We have no quarrel with that objective insofar as it seeks to avoid piecemeal litigation in two counties, since many issues, perhaps most issues, in the two actions are interrelated and could be more efficiently and effectively tried in a single proceeding. This would also eliminate the possibility of conflicting results from the same transaction in different superior courts and perhaps in the District Courts of Appeal since Orange County is in the Fourth Appellate District and Los Angeles is in the Second Appellate District. However, it is within the discretion of the Orange County Superior Court to determine how this shall be accomplished. Whether to permit the filing of an amended and supplemental complaint, thus bringing new issues and new parties in the pending action which has been stayed pending arbitration, or to require that petitioners get these matters before the court by filing a new complaint and after the issues are joined move for consolidation for trial, is a matter that rests in the sound judgment of the trial judge.
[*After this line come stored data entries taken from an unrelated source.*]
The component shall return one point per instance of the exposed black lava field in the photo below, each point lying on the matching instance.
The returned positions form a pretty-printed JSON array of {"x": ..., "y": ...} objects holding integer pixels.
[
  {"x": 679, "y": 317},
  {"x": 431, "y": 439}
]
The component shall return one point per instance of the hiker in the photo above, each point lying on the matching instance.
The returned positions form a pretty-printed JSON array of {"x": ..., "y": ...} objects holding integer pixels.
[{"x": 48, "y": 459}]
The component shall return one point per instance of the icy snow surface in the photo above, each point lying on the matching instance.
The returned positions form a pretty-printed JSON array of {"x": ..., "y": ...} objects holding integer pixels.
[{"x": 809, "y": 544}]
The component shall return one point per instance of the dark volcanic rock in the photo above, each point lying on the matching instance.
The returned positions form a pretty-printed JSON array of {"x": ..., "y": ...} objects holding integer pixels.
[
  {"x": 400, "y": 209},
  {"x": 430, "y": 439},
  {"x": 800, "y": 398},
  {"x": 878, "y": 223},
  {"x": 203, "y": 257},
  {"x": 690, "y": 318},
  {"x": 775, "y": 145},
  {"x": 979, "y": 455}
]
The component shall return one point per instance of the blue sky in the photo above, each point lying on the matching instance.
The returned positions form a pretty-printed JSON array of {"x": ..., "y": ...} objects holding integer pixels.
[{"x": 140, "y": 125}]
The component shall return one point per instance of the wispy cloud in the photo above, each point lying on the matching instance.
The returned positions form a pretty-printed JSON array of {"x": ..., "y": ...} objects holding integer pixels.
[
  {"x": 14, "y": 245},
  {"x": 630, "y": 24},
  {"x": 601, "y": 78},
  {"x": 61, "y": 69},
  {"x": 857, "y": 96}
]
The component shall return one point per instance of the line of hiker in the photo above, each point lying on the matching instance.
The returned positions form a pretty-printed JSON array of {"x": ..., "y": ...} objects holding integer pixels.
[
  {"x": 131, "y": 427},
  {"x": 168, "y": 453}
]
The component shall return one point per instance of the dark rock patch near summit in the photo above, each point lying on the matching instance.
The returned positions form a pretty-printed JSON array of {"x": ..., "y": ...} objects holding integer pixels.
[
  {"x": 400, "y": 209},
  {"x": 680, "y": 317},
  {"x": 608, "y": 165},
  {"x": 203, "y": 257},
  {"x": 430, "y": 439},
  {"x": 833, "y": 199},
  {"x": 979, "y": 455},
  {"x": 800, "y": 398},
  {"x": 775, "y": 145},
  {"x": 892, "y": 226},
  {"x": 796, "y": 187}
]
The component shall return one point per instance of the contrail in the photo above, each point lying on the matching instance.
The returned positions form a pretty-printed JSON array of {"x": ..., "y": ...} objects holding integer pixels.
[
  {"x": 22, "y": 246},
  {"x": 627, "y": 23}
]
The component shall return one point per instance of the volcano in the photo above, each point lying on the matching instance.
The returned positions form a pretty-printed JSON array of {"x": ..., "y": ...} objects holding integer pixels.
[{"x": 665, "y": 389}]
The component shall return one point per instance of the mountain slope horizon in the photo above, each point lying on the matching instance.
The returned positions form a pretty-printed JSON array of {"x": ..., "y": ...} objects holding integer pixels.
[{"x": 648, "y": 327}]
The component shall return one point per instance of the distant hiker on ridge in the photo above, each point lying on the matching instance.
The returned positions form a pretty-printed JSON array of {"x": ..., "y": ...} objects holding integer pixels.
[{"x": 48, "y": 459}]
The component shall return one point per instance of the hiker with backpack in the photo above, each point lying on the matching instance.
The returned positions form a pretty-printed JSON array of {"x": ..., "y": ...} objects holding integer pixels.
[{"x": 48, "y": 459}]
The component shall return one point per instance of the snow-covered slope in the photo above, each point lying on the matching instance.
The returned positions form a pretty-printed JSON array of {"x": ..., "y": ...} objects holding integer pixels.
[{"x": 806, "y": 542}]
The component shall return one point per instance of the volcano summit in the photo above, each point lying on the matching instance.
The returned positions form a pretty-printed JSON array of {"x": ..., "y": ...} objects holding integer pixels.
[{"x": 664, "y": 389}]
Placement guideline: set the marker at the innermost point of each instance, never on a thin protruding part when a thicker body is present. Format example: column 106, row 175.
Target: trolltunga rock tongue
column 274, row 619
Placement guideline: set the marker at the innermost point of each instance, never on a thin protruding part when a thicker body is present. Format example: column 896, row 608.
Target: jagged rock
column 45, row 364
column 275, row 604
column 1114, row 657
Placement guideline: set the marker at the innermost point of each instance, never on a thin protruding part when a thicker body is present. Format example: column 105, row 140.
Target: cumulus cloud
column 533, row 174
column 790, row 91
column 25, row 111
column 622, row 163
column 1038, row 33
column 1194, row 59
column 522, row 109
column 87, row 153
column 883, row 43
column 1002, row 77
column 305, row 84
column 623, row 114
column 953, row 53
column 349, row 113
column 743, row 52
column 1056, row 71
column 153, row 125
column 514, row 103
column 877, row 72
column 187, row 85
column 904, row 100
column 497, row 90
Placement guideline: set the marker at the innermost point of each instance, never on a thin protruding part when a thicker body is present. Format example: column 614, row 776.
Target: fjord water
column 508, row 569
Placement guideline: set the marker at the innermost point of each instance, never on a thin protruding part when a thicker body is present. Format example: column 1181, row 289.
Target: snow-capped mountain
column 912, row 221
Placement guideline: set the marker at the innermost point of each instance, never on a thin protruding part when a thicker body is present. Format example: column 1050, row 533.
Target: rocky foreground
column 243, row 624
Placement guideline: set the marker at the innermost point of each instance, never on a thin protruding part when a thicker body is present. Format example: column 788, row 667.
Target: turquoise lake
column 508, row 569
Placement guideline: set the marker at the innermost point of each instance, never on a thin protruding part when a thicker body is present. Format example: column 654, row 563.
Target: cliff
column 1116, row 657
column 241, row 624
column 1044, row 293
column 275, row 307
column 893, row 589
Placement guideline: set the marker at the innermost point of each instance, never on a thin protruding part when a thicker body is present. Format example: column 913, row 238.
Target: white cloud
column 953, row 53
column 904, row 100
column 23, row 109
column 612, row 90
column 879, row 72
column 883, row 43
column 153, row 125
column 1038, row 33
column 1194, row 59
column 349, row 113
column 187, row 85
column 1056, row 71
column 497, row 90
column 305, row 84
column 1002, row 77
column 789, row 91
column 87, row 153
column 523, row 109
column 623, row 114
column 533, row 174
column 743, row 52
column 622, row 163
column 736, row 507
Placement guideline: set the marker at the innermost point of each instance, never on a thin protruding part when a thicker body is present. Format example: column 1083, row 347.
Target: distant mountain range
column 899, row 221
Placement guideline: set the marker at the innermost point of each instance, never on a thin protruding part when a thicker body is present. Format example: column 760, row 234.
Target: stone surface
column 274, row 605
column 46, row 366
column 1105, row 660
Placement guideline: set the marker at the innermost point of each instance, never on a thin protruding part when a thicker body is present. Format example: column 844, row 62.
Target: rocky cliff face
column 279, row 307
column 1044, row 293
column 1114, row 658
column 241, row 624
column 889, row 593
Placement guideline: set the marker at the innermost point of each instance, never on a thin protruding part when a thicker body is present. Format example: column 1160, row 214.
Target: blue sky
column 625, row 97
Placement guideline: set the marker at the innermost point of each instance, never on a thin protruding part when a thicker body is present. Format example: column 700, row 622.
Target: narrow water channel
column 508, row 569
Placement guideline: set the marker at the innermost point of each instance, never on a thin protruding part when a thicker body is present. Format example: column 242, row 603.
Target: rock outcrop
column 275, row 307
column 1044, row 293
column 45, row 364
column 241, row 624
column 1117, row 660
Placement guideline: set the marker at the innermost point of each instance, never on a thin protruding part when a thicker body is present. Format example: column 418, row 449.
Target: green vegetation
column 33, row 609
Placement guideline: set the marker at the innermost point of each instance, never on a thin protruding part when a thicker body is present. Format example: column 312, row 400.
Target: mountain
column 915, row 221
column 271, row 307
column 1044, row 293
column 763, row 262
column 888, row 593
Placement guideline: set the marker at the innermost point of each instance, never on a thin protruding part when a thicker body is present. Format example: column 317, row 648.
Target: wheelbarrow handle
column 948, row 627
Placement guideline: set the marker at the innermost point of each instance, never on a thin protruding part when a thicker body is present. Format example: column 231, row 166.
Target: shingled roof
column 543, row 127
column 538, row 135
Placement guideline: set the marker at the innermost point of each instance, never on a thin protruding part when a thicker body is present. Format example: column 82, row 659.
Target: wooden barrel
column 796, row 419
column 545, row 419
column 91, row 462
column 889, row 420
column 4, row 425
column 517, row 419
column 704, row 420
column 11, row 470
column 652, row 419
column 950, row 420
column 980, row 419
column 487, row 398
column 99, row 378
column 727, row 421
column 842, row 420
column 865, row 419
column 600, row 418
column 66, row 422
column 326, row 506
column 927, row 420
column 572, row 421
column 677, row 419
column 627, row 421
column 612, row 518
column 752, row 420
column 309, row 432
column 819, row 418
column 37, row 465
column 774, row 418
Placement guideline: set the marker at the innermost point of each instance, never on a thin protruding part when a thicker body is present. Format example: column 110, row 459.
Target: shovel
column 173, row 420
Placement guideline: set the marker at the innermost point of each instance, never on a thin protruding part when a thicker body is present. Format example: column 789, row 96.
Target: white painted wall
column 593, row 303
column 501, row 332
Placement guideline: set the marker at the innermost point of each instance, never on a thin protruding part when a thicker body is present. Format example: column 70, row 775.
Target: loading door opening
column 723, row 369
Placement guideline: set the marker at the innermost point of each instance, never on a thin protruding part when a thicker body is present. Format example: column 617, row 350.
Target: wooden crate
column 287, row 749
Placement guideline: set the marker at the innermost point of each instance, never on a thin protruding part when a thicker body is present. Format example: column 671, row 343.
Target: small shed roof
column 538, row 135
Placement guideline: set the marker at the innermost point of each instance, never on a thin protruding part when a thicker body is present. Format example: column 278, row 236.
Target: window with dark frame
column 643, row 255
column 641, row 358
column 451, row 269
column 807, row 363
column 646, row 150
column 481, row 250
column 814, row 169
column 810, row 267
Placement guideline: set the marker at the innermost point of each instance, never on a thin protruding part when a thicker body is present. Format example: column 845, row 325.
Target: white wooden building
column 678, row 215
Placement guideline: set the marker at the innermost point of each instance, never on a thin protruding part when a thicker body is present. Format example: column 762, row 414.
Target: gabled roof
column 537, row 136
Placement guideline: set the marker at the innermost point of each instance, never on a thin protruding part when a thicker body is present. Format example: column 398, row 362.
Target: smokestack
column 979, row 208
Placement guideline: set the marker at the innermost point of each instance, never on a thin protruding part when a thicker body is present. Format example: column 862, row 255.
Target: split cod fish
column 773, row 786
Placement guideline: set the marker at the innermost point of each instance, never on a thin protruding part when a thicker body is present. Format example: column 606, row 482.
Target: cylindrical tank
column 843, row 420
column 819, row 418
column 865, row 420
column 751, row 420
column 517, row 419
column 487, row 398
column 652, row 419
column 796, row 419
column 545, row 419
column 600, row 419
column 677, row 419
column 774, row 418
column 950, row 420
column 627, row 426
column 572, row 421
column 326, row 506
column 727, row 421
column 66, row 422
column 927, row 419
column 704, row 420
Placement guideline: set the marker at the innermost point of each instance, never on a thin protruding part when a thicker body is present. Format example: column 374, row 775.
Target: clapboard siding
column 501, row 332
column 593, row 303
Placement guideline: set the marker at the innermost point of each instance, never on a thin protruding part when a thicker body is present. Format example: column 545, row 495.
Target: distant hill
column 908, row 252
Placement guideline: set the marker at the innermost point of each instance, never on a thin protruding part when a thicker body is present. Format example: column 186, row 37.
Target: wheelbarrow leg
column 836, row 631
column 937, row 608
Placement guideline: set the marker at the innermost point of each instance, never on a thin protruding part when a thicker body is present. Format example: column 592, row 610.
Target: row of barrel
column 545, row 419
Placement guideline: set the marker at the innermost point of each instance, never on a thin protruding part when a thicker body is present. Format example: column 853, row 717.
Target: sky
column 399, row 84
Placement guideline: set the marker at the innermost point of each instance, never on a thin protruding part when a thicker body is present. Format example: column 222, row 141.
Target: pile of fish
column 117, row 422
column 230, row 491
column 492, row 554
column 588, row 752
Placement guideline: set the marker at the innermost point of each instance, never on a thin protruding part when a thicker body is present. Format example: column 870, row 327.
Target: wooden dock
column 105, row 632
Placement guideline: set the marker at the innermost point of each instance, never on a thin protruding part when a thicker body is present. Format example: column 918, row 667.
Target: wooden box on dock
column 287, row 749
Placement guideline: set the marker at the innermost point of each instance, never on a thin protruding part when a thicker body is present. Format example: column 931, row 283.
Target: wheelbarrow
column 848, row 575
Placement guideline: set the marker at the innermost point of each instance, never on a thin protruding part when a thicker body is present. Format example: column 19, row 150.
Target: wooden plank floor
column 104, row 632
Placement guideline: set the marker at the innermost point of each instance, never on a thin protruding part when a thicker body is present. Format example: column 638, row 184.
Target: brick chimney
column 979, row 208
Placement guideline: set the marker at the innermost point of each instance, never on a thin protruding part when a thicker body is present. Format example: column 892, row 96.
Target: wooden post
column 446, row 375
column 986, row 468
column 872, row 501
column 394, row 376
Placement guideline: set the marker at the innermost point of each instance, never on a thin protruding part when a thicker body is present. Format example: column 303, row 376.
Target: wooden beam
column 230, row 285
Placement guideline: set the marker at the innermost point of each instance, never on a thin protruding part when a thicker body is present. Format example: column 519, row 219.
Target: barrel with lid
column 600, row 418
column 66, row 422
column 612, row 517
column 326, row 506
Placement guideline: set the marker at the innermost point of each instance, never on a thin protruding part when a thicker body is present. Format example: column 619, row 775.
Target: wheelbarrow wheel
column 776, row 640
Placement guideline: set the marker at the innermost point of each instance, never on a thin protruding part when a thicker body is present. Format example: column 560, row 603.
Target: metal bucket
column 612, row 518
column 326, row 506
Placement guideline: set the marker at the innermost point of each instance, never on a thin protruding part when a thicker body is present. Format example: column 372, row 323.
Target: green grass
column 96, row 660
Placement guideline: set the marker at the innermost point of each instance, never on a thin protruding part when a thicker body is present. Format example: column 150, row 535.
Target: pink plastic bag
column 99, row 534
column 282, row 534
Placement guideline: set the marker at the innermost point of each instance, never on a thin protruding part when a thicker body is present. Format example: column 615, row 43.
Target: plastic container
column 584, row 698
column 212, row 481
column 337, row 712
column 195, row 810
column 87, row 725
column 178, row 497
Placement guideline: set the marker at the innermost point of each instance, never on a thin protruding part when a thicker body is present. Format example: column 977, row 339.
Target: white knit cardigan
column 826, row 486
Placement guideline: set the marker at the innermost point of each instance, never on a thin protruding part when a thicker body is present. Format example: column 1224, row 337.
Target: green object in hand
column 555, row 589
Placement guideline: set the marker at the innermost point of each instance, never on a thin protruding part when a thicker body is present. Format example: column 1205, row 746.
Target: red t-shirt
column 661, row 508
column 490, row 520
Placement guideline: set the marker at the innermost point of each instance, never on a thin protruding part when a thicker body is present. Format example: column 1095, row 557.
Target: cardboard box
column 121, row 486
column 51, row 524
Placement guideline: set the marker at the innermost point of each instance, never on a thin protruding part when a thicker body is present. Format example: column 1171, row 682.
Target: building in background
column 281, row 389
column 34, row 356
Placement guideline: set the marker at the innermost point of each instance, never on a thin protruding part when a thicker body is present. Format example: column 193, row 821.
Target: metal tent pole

In the absence of a showing of an abuse of discretion, we find no ground for requiring the trial court to permit the filing of an amended and supplemental complaint in the pending action.
Petitioners’ contention that the order for arbitration no longer serves a useful purpose is predicated largely upon matters alleged in the amended and supplemental complaint. As we have refused to interfere with the trial court’s order deny*625ing petitioners permission to file said complaint in the arbitration action, we have no basis for holding that the need for arbitration no longer exists.
We deny the petition for a writ of prohibition or writ of mandate or other writ. The temporary restraining order is dissolved.
Conley, P. J., and McMurray, J. pro tem.,* concurred.
Assigned by the Chairman of the Judicial Council.